Depuis l’indépendance de l’Érythrée en 1993, retirant à l’Éthiopie son accès à la mer Rouge, les relations entre les deux pays n’ont cessé d’être marquées par la méfiance et la rivalité. La guerre frontalière de 1998 à 2000 fut d’une brutalité inouïe, causant des dizaines de milliers de morts. Le conflit prit fin grâce aux Accords d’Alger, et aux décisions de la commission internationale, mais les tensions demeurèrent profondément enracinées.
En 2018, un tournant se produisit : les dirigeants des deux nations signèrent un sommet à Asmara, mettant officiellement fin à l’état de guerre, rétablissant les liens diplomatiques et ouvrant les frontières. Dans la foulée, un accord tripartite avec la Somalie fut conclu la même année, visant à renforcer la coopération régionale. Ces gestes apparurent comme la promesse d’une ère nouvelle dans la Corne de l’Afrique.
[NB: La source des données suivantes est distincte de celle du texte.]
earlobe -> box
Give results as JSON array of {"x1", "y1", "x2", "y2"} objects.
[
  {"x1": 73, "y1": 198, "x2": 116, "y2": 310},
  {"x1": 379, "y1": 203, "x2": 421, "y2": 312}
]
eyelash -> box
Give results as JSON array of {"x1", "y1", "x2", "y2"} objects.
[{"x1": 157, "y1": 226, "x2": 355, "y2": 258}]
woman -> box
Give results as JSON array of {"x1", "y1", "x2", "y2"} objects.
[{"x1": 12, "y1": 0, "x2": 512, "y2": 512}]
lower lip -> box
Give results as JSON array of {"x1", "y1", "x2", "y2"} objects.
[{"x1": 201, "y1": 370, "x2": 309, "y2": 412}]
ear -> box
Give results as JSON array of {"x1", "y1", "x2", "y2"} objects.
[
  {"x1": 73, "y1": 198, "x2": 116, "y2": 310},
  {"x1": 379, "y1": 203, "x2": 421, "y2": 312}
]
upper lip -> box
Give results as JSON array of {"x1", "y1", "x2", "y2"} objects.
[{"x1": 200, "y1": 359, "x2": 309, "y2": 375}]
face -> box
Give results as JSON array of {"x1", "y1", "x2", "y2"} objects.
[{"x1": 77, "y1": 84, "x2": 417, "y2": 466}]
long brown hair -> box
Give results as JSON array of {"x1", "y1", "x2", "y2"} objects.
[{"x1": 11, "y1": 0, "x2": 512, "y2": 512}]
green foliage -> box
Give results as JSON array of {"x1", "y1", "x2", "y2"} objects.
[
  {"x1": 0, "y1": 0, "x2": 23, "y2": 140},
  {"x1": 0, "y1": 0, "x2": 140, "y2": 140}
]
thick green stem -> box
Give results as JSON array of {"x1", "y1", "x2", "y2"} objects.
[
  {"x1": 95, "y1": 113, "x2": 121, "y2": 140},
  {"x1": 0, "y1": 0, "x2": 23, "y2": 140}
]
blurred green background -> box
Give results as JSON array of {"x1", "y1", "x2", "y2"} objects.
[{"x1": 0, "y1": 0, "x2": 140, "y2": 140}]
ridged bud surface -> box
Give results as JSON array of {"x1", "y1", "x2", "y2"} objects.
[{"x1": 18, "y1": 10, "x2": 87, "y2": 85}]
Cependant, le conflit interne en Éthiopie, notamment la guerre du Tigré de 2020 à 2022, a profondément perturbé cet espoir. L’armée érythréenne a joué un rôle décisif aux côtés des forces fédérales, et leurs troupes ont été abondamment accusées de crimes contre l’humanité, notamment de violences sexuelles systématiques à caractère génocidaire dans la région du Tigré. Ces exactions, dont des viols collectifs, grossesses forcées, tortures sexuelles, l’usage d’objets pénétrants comme des vis ou des morceaux de plastique, sont documentées par des ONG et des enquêteurs comme constituant des crimes contre l’humanité, voire un génocide. Malgré la fin officielle des hostilités en 2022, les violences perdurent, y compris dans les zones toujours occupées par l’armée érythréenne.
Depuis plusieurs mois, les signaux de dérive se multiplient. Le président érythréen Isaias Afwerki a mis en garde contre une reprise du conflit, dénonçant les ambitions éthiopiennes de contrôle portuaire et affirmant la détermination de l’Érythrée à se défendre. Ces reproches se trouvent aggravés par les tensions liées à l’accès à la mer, élément stratégique pour l’Éthiopie, désormais enclavée depuis 1993 et actuellement dépendante du port de Djibouti ainsi que par sa volonté imminente d’obtenir un accès maritime direct. Or, toute tentative unilatérale est susceptible d’être perçue comme une menace à la souveraineté érythréenne et ravive les malentendus.
Parallèlement, les divisions internes au sein du TPLF (Front de libération du peuple du Tigré), entre factions opposées menées par Getachew Reda et Debretsion Gebremichael, accentuent la vulnérabilité de la région. Cette fragmentation, couplée à la présence érythréenne dans le Tigré, rend le terrain d'autant plus instable.
Sur le plan géopolitique, l’Éthiopie n’est plus seulement isolée, elle est désormais un acteur recherchant un rééquilibrage stratégique. Elle a signé en 2024 un protocole d’accord avec le Somaliland pour obtenir un accès à la côte sur la mer Rouge, suscitant la colère de la Somalie, de l’Érythrée et de l’Égypte. Ces rivalités se greffent sur la concurrence régionale autour du barrage de la Renaissance (le GERD), un projet hydrique qui oppose l’Éthiopie à l’Égypte laquelle craint pour ses ressources en eau et soulève également des inquiétudes fortes dans le voisinage.
Au total, la conjoncture actuelle laisse entrevoir plusieurs trajectoires possibles. L’issue la plus probable est celle d’une paix fragile fragilisée par des affrontements larvés, la montée des tensions dans le Tigré, et le rôle d’îlots de violence initiés par des acteurs internes et externes. Le moindre incident pourrait précipiter la reprise d’un conflit armé entre Addis-Abeba et Asmara. Une autre possibilité, moins plausible, serait une médiation internationale crédible menée par la Chine, la Turquie ou d’autres acteurs influents permettant un accès portuaire éthiopien négocié, sans guerre, mais cela reste hypothétique.
L’histoire conflictuelle entre l’Éthiopie et l’Érythrée, qui a souvent pris des chemins imprévisibles, reste aujourd’hui influencée par des mêmes dynamiques : rivalités territoriales, enjeux stratégiques (ports, eau, routes commerciales), fractures politiques internes, et influence régionale. Tant que les grievances historiques ne trouveront pas de résolution équitable et durable, la paix restera menacée, vulnérable aux ruptures, aux calculs de pouvoir ou aux manipulations locales et régionales.